Ecobonus 110%, la truffa degli attestati: come evitare brutte sorprese

Ecobonus 110%, attenzione alla truffa degli attestati. Vediamo come ottenere i documenti necessari al superbonus, così da non incorrere nelle sanzioni.

Ecobonus 110%, la truffa degli attestati: come evitare brutte sorprese

Ecobonus 110%, attenzione alle truffe sui falsi attestati. Ricordiamo infatti che le sanzioni per chi produce documenti mendaci sono salate. Come evitare brutte sorprese?

I contribuenti devono prestare attenzione a chi si affidano per ottenere gli attestati necessari, scegliendo professionisti abilitati e tecnici iscritti ai relativi albi.

Il nuovo ecobonus del decreto Rilancio infatti richiede documenti specifici che attestino il miglioramento della classe energetica prima e dopo i lavori: ecco a cosa stare attenti.

Ecobonus 110%, la truffa degli attestati: come evitare brutte sorprese

L’ecobonus al 110% del decreto Rilancio è valido per i lavori dal 1° luglio 2020 fino alla fine del 2021.

La denuncia dei tentativi di truffa è arrivata da Federcontribuenti, che ha messo in guardia i consumatori.

Sul web difatti si trovano tante società che propongono l’avvio delle pratiche per ottenere l’ecobonus al costo di 5.000 euro: si tratta di una vera e propria truffa.

A cosa bisogna stare attenti? Per evitare brutte sorprese, vi ricordiamo che l’ecobonus 110% si può richiedere se, tramite i lavori, c’è un miglioramento di due classi energetiche o il raggiungimento della classe energetica più alta possibile.

Questo “salto” energetico va certificato prima e dopo i lavori, e solo professionisti abilitati e iscritti all’albo (nel caso di interventi per la riduzione del rischio sismico).

Senza l’Attestato di Prestazione Energetica (Ape) e il visto di conformità rilasciato da CAF o da professionista abilitato, insomma, non si attiva il meccanismo di detrazione, sconto in fattura o cessione del credito, ovvero ciò che rende l’ecobonus al 110% così imperdibile.

Ecobonus 110, la truffa degli attestati: sanzioni salate per chi rilascia falsi documenti

Qualora si dovessero produrre falsi attestati ci sarebbero gravi conseguenze: non solo, infatti, si decadrebbe dal beneficio, ma sono previste sanzioni salate.

È il Ministero dello Sviluppo Economico a vigilare sulla regolarità degli attestati.
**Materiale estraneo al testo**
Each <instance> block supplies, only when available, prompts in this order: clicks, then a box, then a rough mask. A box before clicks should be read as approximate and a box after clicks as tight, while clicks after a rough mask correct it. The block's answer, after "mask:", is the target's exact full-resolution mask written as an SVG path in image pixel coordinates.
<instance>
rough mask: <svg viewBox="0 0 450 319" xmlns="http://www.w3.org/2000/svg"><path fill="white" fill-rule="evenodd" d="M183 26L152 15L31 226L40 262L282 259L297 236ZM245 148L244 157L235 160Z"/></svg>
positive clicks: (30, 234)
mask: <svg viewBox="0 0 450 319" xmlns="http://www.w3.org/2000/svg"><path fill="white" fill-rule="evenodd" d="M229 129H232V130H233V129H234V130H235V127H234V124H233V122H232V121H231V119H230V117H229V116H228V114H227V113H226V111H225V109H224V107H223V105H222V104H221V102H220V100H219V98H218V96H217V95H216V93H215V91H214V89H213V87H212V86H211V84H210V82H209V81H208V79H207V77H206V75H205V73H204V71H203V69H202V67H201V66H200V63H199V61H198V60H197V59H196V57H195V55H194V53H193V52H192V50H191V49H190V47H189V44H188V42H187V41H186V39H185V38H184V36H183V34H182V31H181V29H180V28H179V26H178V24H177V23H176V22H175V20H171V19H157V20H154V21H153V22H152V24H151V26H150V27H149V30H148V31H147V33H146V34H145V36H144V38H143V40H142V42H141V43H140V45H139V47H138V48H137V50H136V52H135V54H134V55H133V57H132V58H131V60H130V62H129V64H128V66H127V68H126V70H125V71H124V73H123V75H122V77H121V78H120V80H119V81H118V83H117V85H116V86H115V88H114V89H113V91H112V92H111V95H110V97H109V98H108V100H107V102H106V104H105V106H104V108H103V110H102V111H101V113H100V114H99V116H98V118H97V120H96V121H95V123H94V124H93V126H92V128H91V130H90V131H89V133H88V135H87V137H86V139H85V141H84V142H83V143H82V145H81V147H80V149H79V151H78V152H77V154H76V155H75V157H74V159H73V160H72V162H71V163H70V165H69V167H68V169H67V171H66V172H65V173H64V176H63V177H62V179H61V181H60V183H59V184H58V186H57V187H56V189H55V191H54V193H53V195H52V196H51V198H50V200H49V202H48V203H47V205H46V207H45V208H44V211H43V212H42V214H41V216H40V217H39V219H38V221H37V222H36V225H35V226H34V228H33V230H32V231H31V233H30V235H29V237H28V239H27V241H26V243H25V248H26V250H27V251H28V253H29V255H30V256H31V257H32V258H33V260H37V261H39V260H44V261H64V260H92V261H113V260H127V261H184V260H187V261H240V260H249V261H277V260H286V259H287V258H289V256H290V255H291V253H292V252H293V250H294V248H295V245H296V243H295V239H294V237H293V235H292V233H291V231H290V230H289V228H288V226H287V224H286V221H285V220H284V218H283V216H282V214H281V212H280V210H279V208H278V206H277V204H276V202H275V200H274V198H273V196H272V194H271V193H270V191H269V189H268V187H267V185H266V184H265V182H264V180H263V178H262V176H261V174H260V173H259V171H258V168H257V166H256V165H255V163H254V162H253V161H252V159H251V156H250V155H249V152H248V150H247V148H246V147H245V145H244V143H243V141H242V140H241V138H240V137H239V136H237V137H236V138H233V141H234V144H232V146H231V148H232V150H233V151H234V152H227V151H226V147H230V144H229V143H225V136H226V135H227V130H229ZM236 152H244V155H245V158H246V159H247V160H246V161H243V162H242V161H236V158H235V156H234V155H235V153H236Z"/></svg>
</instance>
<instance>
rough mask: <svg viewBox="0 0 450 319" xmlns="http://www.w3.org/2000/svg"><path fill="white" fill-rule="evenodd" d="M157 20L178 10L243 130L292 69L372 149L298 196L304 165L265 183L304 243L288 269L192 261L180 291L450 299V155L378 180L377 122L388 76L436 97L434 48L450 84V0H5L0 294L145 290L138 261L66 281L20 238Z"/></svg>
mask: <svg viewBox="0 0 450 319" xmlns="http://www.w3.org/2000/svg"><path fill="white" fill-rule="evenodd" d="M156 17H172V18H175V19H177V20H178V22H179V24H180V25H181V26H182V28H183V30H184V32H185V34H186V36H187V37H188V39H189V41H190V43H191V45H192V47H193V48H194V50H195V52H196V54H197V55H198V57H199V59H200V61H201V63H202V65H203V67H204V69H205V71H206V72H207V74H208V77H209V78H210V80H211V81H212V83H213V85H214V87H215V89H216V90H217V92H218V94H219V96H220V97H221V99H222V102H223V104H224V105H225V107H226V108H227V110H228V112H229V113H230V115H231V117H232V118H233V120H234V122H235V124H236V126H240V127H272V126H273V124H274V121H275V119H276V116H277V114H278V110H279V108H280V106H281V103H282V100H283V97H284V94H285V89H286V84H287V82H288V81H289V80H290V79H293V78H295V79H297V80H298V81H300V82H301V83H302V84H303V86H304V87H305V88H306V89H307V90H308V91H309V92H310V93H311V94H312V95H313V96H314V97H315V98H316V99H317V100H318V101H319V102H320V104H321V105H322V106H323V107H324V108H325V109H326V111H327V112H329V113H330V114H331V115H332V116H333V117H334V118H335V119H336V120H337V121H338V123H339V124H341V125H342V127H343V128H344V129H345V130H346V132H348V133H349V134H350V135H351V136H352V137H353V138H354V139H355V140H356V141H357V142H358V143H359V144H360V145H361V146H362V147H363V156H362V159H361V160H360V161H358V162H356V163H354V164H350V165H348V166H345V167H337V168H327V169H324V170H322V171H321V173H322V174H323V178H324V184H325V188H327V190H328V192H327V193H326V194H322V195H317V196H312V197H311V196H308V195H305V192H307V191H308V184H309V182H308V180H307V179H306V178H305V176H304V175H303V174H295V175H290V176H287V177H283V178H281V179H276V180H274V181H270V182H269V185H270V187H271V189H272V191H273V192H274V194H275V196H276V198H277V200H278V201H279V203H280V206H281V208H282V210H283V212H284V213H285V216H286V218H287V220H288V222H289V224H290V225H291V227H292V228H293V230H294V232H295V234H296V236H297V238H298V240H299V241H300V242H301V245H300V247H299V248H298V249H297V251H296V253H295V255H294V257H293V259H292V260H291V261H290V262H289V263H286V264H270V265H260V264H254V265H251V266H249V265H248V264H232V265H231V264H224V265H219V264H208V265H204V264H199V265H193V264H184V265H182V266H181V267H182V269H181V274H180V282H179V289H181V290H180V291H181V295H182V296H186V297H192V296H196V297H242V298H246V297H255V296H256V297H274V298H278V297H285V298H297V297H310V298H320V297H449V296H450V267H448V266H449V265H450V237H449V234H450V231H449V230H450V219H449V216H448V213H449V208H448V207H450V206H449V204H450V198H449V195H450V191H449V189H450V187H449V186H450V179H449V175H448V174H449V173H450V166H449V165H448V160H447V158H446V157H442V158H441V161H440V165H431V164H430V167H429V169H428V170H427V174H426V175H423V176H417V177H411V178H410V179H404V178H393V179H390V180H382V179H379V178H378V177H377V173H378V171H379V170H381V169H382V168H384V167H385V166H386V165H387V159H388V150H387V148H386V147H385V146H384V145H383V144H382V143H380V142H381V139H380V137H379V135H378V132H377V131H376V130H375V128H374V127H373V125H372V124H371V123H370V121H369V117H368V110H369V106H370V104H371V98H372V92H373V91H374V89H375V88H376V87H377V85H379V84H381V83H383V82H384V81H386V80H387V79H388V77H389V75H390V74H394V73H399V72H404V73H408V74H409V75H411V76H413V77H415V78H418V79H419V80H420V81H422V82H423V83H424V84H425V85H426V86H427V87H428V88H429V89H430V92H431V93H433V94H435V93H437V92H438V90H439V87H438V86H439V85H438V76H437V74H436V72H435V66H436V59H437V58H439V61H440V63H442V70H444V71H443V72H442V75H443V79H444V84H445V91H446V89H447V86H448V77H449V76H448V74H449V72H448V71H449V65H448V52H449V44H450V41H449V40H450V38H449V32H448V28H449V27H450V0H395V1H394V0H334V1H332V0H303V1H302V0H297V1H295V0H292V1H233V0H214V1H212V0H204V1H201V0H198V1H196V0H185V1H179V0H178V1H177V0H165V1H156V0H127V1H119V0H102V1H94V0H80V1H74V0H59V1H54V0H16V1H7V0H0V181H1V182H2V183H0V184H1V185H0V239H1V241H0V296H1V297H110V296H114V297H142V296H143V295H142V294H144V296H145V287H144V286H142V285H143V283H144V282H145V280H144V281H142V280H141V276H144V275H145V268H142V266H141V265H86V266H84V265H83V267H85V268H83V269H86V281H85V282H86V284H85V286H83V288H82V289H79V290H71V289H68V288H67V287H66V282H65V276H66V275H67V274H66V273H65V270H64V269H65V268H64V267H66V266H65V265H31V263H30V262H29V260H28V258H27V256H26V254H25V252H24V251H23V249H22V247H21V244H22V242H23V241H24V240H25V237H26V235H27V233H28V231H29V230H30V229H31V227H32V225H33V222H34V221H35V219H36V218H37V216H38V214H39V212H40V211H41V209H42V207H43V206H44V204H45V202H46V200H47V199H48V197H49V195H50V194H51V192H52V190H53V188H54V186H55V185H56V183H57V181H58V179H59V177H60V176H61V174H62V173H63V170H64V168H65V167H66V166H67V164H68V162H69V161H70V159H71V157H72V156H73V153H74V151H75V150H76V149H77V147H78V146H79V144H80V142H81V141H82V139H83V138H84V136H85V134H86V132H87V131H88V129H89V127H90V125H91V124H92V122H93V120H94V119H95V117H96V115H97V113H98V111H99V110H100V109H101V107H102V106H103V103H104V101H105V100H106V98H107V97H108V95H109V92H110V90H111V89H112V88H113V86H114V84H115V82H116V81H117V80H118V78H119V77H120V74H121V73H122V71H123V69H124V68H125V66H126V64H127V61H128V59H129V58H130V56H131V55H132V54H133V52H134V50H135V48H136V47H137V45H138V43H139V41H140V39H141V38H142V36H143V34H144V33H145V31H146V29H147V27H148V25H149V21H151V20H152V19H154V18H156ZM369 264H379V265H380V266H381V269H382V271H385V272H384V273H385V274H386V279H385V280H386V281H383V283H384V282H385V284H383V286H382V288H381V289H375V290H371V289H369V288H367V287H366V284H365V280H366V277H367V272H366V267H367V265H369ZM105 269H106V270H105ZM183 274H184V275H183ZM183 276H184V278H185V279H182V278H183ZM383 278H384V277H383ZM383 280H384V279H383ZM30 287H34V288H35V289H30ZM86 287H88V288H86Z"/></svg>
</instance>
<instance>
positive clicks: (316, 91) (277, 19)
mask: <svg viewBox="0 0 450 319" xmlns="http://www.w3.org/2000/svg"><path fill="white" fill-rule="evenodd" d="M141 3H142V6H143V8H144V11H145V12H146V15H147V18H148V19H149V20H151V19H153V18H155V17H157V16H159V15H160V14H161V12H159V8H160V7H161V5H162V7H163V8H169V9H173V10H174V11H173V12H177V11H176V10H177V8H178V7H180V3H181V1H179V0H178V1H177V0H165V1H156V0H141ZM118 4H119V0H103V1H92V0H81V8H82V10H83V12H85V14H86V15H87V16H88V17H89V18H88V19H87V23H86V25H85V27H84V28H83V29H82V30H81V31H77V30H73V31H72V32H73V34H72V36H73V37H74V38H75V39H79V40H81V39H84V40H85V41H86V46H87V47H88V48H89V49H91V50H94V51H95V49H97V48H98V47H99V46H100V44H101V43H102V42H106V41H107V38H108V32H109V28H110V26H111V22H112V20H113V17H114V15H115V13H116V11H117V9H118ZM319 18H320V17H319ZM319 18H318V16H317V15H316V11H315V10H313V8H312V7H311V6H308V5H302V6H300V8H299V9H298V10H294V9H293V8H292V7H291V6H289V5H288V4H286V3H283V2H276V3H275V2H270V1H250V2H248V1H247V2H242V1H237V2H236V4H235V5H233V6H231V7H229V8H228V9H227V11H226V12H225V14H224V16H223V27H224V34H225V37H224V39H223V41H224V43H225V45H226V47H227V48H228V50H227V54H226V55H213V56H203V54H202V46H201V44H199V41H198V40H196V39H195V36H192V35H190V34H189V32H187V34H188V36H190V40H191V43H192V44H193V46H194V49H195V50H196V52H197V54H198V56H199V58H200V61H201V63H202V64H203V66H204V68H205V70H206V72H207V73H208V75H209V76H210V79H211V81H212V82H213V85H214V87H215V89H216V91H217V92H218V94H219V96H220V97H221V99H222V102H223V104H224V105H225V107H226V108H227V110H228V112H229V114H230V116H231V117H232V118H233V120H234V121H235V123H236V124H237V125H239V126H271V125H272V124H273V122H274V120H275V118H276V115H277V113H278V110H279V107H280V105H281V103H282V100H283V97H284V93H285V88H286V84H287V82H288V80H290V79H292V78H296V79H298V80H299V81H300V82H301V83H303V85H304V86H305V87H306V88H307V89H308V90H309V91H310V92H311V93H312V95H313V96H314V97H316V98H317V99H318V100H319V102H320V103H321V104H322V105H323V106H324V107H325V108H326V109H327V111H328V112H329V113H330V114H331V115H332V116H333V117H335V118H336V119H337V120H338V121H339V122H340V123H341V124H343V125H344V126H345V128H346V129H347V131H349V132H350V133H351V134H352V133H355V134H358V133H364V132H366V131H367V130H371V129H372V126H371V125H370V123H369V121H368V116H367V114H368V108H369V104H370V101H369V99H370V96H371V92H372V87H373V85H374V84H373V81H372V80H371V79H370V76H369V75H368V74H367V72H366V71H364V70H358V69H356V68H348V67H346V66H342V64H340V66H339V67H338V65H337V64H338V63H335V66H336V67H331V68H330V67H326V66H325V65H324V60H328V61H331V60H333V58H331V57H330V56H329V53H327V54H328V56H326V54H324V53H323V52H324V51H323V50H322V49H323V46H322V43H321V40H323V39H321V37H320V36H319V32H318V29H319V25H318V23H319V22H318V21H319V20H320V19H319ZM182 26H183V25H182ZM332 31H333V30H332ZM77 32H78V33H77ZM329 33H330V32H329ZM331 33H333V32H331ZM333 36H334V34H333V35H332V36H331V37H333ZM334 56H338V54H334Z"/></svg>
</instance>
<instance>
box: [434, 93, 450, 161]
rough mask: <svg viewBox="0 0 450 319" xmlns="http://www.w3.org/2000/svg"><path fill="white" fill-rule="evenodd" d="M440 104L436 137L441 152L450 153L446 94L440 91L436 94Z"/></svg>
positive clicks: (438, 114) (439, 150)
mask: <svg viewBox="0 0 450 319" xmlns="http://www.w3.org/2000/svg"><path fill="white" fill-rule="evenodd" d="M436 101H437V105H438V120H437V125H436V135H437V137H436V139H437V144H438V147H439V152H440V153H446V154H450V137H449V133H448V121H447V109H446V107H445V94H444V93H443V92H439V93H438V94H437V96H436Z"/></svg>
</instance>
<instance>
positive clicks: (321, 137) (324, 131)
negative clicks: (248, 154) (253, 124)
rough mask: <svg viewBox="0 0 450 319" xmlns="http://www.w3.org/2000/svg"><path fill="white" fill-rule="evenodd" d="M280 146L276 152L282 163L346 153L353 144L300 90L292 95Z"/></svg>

Ai soggetti che rilasciano attestazioni e asseverazioni infedeli verrà applicata una sanzione amministrativa da 2.000 fino a 15.000 euro, per ciascun documento falso reso.

Federcontribuenti segnala che molte società stanno promettendo il rilascio dell’APE in 48 ore e online, al prezzo di circa 50 euro.

Anche questa è chiaramente una truffa, come stabilito dalla Corte di Cassazione: l’APE è un documento richiesto negli atti notarili di compravendita e nei contratti di locazione. Chi ne produce uno falso, commette un illecito civile e penale, andando incontro alla risoluzione del contratto, la restituzione dei soldi versati e il risarcimento del danno.

Quindi l’Attestato va redatto da un tecnico abilitato e iscritto all’albo, e solo dopo un sopralluogo presso l’immobile da certificare.

Inoltre, in caso di mancata integrazione, anche parziale, dei requisiti che danno diritto all’ecobonus 110%, l’Agenzia delle Entrate provvede al recupero delle somme corrispondenti alla detrazione non spettante, maggiorate di sanzioni e interessi.

Infine Federcontribuenti mette in guardia i consumatori anche sugli impianti fotovoltaici venduti porta a porta: il super ecobonus si attiva per impianti altamente efficienti e installati da tecnici qualificati. Il rischio in caso contrario è di dover pagare sia l’impianto sia le spese legali di tasca propria.